Popular Medical College
- Logo of Popular Medical College
- Type: Private Medical College
- Established: 2010
- Academic affiliations: University of Dhaka
- Chairman: Dr. Mustafizur Rahman
- Principal: Khandaker Abu Rayhan
- Location: Dhanmondi, Dhaka, Bangladesh 23°44′19″N 90°22′47″E﻿ / ﻿23.7385°N 90.3797°E
- Campus: Urban;
- Language: English
- Website: pmc.ac.bd

= Popular Medical College =

Private medical college in Dhaka, Bangladesh

Popular Medical College (PMC) (পপুলার মেডিকেল কলেজ) is a private medical school in Bangladesh, established in 2010. It is located in Dhanmondi, Dhaka. It is affiliated with University of Dhaka as a constituent college.

It offers a five-year course of study leading to a Bachelor of Medicine, Bachelor of Surgery (MBBS) degree. A one-year internship after graduation is compulsory for all graduates. The degree is recognised by the Bangladesh Medical and Dental Council.

==History==
Popular Group, a healthcare company in Bangladesh, established Popular Medical College in 2010.

==Campus==
The college is located in Dhanmondi Thana, Dhaka. The associated Popular Medical College Hospital lies 250 m east of the college.

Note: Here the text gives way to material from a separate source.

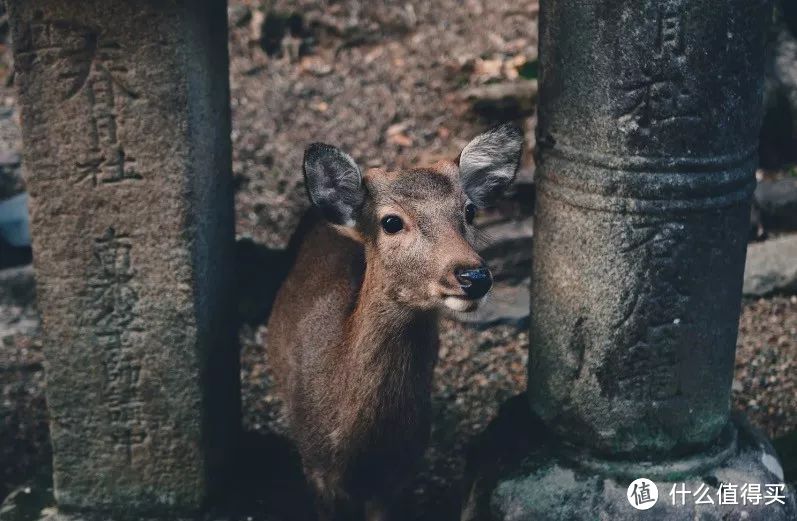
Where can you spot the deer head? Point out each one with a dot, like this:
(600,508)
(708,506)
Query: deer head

==Organization and administration==
The college is affiliated with Dhaka University as a constituent college. The chairman of the college is Md. Mustafizur Rahman. The principal is Khandaker Abu Rayhan.

==Academics==
The college offers a five-year course of study, approved by the Bangladesh Medical and Dental Council (BMDC), leading to a Bachelor of Medicine, Bachelor of Surgery (MBBS) degree from Dhaka University. After passing the final professional examination, there is a compulsory one-year internship. The internship is a prerequisite for obtaining registration from the BMDC to practice medicine. In October 2014, the Ministry of Health and Family Welfare capped admission and tuition fees at private medical colleges at 1,990,000 Bangladeshi taka (US$25,750 as of 2014) total for their five-year courses.

Admission for Bangladeshis to the MBBS programmes at all medical colleges in Bangladesh (government and private) is conducted centrally by the Directorate General of Health Services (DGHS). It administers a written multiple choice question exam simultaneously throughout the country. Candidates are admitted based primarily on their score on this test, although grades at Secondary School Certificate (SSC) and Higher Secondary School Certificate (HSC) level also play a part. As of July 2014, the college is allowed to admit 75 students annually.